It was in the early ‘90s and Natal were in Dunedin for a Super 10 match. When Mac announced his team it had the bombshell of Small replacing Tony Watson, a Sharks hero on an incredible run of 128 consecutive starts for Natal.

That night, Mac had a knock on his door. It was Small, who told him: “Mac, you can’t do this. It’s not right, you can’t drop Tony...”

But Mac did, and it was the birth of a sensational career for a youngster that went on to be one of the true heroes of the 1995 World Cup triumph ... who can imagine the pressure on his shoulders as he lined up to mark the Jonah Lomu juggernaut in the final?

There was another occasion when Mac had a late night knock on his door in New Zealand. It was 1994 and the Boks were touring New Zealand and Andre Joubert had been dropped for Theo van Rensburg.

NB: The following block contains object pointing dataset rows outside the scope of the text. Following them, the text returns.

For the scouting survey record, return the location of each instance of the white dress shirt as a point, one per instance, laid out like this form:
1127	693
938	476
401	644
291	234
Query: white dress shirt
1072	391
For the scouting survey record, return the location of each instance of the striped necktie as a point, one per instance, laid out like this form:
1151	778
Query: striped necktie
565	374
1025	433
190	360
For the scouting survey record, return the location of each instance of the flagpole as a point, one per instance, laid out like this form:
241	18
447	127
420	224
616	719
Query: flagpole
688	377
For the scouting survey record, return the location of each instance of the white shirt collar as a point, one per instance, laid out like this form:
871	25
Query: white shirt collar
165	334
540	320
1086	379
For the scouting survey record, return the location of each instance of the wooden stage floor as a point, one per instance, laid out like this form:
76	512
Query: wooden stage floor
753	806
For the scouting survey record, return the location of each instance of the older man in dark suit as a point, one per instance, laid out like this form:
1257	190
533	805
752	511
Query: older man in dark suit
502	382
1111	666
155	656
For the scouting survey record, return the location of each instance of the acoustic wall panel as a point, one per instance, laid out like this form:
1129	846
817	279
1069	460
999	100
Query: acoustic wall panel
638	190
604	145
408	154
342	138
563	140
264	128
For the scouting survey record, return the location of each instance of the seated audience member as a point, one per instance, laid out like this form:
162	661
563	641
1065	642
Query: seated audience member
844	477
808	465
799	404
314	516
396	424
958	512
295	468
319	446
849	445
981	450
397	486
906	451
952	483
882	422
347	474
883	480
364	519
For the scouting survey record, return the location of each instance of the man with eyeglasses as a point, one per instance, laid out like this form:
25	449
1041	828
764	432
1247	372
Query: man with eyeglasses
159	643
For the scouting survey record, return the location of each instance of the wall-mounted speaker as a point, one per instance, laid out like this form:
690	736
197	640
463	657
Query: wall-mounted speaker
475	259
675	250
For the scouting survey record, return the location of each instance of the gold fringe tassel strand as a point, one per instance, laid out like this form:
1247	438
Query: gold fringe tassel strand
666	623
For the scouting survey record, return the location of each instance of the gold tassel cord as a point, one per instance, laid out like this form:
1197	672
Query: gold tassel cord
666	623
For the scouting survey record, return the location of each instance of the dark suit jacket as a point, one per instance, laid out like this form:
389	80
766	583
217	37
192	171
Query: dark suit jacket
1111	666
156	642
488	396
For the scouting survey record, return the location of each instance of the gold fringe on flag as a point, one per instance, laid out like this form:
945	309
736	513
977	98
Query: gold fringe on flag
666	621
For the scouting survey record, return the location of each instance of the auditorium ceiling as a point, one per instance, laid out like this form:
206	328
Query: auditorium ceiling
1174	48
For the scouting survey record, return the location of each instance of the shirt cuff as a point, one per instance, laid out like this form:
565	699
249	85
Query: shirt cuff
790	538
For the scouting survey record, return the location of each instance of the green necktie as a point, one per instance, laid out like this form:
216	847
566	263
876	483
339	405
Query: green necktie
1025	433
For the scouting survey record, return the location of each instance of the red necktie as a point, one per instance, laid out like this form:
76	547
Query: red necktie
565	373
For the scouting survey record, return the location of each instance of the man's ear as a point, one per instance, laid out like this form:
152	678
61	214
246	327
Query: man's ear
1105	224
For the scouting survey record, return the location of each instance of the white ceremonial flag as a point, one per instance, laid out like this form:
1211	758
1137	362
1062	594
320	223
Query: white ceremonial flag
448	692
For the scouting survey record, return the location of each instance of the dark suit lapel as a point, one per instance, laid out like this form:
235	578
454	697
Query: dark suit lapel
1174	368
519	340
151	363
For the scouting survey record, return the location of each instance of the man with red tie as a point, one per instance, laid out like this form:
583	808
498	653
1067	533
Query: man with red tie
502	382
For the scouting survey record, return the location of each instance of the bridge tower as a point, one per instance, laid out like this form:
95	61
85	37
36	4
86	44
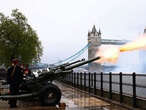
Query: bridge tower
94	40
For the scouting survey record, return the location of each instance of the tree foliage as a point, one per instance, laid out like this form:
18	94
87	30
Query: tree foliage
18	39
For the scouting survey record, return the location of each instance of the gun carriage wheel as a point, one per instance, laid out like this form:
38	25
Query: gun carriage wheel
50	96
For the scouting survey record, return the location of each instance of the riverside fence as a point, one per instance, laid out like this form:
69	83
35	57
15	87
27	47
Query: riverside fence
129	89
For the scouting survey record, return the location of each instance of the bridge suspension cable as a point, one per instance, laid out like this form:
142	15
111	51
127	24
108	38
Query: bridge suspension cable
74	56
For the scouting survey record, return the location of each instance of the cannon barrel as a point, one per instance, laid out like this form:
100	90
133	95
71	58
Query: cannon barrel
75	62
81	63
67	64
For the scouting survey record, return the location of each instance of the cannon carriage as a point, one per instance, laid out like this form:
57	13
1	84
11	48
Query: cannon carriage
41	88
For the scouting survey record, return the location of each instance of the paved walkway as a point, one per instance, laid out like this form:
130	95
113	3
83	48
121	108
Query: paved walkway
73	98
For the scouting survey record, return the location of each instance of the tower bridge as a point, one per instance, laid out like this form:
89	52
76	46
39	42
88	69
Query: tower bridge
95	40
113	42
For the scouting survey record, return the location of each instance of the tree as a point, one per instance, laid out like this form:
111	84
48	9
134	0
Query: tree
18	39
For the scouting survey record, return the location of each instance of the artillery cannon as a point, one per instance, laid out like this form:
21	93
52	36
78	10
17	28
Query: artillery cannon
42	88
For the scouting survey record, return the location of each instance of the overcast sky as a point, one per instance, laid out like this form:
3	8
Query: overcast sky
62	25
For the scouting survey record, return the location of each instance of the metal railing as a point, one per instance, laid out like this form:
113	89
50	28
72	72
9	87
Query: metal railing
132	85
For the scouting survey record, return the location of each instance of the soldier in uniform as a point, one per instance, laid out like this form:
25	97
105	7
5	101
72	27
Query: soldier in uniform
14	79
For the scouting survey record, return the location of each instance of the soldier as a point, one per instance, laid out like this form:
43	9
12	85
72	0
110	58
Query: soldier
14	79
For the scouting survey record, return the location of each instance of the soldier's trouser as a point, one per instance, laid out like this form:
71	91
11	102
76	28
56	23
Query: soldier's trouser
14	90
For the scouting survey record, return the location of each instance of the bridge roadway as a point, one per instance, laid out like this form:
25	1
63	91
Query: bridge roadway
73	99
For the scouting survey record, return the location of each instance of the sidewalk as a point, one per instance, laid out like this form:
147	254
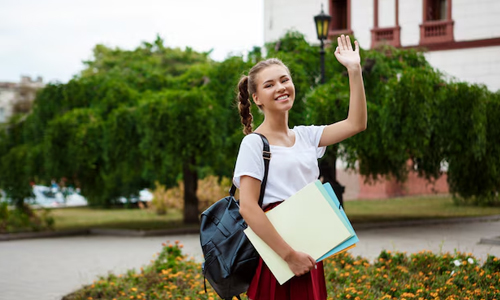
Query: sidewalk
47	269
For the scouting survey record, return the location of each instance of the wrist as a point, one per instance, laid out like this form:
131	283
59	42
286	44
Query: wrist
287	256
354	69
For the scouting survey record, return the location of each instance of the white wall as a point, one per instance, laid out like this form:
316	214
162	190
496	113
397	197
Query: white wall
387	13
362	21
410	17
476	65
6	99
282	15
475	20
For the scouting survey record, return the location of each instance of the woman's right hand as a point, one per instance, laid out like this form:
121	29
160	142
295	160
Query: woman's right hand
300	263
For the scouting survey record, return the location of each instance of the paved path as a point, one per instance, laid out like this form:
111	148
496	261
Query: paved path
47	269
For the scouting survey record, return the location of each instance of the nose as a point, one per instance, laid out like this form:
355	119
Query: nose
280	87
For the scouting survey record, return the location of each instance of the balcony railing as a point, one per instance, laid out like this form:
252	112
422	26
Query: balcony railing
389	35
432	32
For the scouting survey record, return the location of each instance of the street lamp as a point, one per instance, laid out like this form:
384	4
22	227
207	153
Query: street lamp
322	22
327	168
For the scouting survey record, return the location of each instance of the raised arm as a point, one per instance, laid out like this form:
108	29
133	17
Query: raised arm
357	116
299	262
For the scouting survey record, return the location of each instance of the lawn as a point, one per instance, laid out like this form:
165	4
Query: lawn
359	211
119	218
412	208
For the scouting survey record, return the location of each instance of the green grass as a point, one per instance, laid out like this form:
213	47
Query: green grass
119	218
359	211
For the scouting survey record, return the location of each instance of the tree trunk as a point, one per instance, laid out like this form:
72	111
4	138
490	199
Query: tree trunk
190	187
328	170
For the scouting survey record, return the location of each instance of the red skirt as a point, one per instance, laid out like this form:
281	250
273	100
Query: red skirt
264	286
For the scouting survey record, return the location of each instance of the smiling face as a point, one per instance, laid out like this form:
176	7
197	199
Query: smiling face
274	89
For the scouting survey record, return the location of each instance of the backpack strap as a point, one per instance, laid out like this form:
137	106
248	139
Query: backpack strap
266	155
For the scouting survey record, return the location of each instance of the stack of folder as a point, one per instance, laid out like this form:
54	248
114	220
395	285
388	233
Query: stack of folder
311	221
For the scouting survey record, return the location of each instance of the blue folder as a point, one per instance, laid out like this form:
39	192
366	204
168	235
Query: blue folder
329	194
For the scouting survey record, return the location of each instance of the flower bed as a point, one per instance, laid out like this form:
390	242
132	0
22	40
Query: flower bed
423	275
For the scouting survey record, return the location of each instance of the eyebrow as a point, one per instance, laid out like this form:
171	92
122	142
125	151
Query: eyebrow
271	80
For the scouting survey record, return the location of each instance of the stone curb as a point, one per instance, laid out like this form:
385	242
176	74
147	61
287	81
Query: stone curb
490	241
176	231
96	231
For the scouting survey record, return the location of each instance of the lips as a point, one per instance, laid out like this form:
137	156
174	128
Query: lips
282	97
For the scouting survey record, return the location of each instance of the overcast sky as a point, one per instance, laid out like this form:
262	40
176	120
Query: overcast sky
51	38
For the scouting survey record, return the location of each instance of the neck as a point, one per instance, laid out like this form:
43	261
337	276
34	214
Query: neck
277	123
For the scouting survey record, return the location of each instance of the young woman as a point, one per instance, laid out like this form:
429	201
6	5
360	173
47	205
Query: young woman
293	165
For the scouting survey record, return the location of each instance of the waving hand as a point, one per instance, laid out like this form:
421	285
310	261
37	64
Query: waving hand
344	53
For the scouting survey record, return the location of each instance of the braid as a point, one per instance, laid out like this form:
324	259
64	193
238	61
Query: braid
244	105
247	86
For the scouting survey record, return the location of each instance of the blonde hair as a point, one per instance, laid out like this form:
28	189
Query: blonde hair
247	87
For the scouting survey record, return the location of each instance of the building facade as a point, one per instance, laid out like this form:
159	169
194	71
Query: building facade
18	97
461	37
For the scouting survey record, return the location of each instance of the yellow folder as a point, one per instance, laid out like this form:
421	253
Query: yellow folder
307	222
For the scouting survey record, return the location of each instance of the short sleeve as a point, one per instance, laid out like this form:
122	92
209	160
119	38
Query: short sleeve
312	134
249	161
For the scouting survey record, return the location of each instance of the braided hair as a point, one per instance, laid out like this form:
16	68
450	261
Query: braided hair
247	87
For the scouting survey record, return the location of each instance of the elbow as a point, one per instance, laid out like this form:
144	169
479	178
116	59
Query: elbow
363	127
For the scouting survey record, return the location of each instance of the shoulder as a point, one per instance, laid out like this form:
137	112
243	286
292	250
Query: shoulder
251	140
308	129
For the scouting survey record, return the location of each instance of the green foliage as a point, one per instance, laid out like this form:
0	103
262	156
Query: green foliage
154	113
422	275
25	219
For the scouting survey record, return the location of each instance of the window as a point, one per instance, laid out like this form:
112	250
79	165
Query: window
436	10
340	10
437	25
386	35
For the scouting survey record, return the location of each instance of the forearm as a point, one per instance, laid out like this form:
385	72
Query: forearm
357	102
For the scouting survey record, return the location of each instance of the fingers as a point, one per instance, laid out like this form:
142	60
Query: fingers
312	261
344	43
348	41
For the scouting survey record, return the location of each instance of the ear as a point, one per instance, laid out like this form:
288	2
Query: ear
256	99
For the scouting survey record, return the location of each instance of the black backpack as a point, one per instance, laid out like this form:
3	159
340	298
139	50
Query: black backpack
230	258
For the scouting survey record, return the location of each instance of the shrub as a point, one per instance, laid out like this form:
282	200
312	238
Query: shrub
423	275
25	219
210	189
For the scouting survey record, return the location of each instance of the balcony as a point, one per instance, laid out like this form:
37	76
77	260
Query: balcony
386	36
435	32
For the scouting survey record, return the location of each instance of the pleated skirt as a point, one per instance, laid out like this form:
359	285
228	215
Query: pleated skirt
310	286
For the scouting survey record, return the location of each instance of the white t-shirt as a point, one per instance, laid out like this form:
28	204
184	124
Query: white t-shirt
290	168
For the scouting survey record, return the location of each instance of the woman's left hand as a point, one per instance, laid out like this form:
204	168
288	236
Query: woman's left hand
344	53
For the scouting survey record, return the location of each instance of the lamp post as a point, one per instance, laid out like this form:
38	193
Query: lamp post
322	22
327	166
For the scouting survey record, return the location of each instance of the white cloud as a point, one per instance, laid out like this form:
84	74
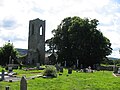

Mac opened his door to find Small, with tears in his eyes, imploring him to reverse his “error” of judgement.

Also on that tour, Small himself was dropped and for a week he made it very clear to Mac that he was highly pissed off. But after a week of sulking, late on the Friday night before the Test match, Small presented himself at Mac’s door with an apology and a Maori figurine that symbolised good luck.

That was quintessentially Small. There was nothing he would not do for those he trusted and, for those who got to know the real James, there was nothing they would not do for him.

Those who knew him well will tell you that Small’s “bad boy” image was to a large degree contrived by an insecure individual from a broken home in the south of Johannesburg; and that his over-the-top, sometimes arrogant behaviour masked shyness and explained why so often his first reaction was to hit out at detractors, only for him to deliver emotional apologies when the red mist had cleared.

It is fair to say that Small was a rebel both with and without a cause, to borrow from Hollywood legend, and that like the James Dean of that unforgettable movie, who likewise died way too young, there was in hindsight something foreboding about the 20-year-old Small that rolled up at Kings Park on a Harley Davidson for his first training session, clad in leather jacket and hiding behind his customary Ray-Ban Wayfarer sunglasses.

Small unquestionably cultivated that image, not only off the field where he wanted it to be his barrier to the real world but also on it, where his verbal battles with referees culminated in him being the first ever Springbok to be sent off in a Test match, in Australia in 1993.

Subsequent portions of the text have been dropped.